The Army Times is reporting that the Pentagon has also shut down media coverage of any and all Defense Department medical facilities. This includes suspending planned projects by CNN and the Discovery Channel. The Army Times quotes a PAO email where the Army's official position is “It will be in most cases not appropriate to engage the media while this review takes place.” This apparently in reference to the panel being convened by DoD to investigate issues at Walter Reed.
I completely disagree. A buddy of mine sums it up nicely:
When will the Army learn that transparency in non-OPSEC issues is a disarming approach? Cover-ups do not work and do not speak well of our REMFs – and I do mean REMFs. This burns my ass…… ML
Gezackly. Better to throw open the doors, than simply ensure that the press will now push harder, and the disaffected soldiery will slip around the corners to talk to them - and you will have completely lost control of the message. And it will be the Army's own damn fault.
Lastly, accountability.
- The 1st Sergeant was relieved.
- The Platoon Sergeants were reassigned.
It may just be an oversight in the reporting by Army Times - but... where is my officer scalp? I *always* want an officer scalp, publicly taken, when things like this happen. Not scapegoat scalps, I want the people who forgot their most basic responsibility to pay the price.

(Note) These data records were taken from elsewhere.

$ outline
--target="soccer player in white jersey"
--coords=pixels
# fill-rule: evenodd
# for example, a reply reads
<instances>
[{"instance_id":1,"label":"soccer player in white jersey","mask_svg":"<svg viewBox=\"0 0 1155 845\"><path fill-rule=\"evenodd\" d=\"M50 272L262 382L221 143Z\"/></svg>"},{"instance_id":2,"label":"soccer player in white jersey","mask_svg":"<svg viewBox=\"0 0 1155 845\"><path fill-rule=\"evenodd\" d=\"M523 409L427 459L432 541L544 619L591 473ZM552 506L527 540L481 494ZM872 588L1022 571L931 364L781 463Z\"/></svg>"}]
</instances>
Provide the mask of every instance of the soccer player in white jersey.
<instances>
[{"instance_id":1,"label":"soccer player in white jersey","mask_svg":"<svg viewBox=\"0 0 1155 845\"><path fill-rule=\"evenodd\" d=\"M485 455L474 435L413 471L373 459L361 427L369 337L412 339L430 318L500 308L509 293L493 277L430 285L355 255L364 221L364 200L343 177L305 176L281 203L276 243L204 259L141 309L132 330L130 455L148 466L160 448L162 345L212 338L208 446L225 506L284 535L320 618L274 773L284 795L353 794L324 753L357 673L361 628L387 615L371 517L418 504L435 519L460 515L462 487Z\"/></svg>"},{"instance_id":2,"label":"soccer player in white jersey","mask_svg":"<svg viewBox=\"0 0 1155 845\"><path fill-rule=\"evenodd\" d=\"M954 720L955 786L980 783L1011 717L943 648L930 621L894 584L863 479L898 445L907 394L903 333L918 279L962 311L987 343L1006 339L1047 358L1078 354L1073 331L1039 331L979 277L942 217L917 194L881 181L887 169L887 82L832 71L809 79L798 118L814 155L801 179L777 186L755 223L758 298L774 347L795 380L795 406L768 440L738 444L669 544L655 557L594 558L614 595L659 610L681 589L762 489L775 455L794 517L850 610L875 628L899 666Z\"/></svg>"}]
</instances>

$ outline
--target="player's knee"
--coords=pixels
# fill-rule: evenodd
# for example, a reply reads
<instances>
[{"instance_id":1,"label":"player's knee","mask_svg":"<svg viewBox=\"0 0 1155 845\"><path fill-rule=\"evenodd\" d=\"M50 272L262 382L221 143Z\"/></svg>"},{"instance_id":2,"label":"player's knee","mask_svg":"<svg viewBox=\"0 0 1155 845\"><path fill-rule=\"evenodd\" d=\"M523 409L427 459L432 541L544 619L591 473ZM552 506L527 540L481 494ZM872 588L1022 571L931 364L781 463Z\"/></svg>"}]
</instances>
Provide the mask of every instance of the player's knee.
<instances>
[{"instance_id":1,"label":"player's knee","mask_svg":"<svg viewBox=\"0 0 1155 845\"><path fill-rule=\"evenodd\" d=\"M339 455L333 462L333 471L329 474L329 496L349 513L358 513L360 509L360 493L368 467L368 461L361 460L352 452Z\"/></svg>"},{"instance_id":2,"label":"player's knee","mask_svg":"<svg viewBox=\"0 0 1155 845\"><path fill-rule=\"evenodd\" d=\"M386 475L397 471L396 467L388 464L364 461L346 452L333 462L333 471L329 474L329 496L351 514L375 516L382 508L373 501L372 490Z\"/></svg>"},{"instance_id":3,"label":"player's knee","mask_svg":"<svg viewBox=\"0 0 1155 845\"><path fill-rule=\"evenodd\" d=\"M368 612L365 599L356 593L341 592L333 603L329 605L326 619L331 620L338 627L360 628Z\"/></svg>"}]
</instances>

Was the med hold company commander relieved? If not, it must only be because he or she just assumed command and was essentially blameless - in which case there ought to be an amended OER making the rounds for the commander's predecessor. Followed with a show cause for retention letter. And the OER of the rating official who let that company commander get his command to this state should be in receipt of, or pending receipt of, an OER that will guarantee they never command beyond their current level.
There is no way that you relieve a 1SG and reassign all the platoon sergeants and the primary blame doesn't lay squarely on the shoulders of the officer commanding.
Appropriate action may have been taken - and if it was, well, someone ought to report it. I don't have to have the name - I just want to know that officer careers imploded as thoroughly (actually moreso) as the NCO careers did. From where I sit, as a commissioned officer of the United States Army, currently without assignment, there is a disturbing lack of commissioned scalps hanging from the pike at the gate.
And if that is in fact true - it is a failure of leadership at the higher levels at WRAMC. REMFs, indeed.
Sad that an organization that in the balance is full of hard-working, dedicated people who just want to do right by the wounded is being let down by it's commissioned leadership - and if that's not the case, then the PAO needs a new job.
Regardless, more officer scalps please.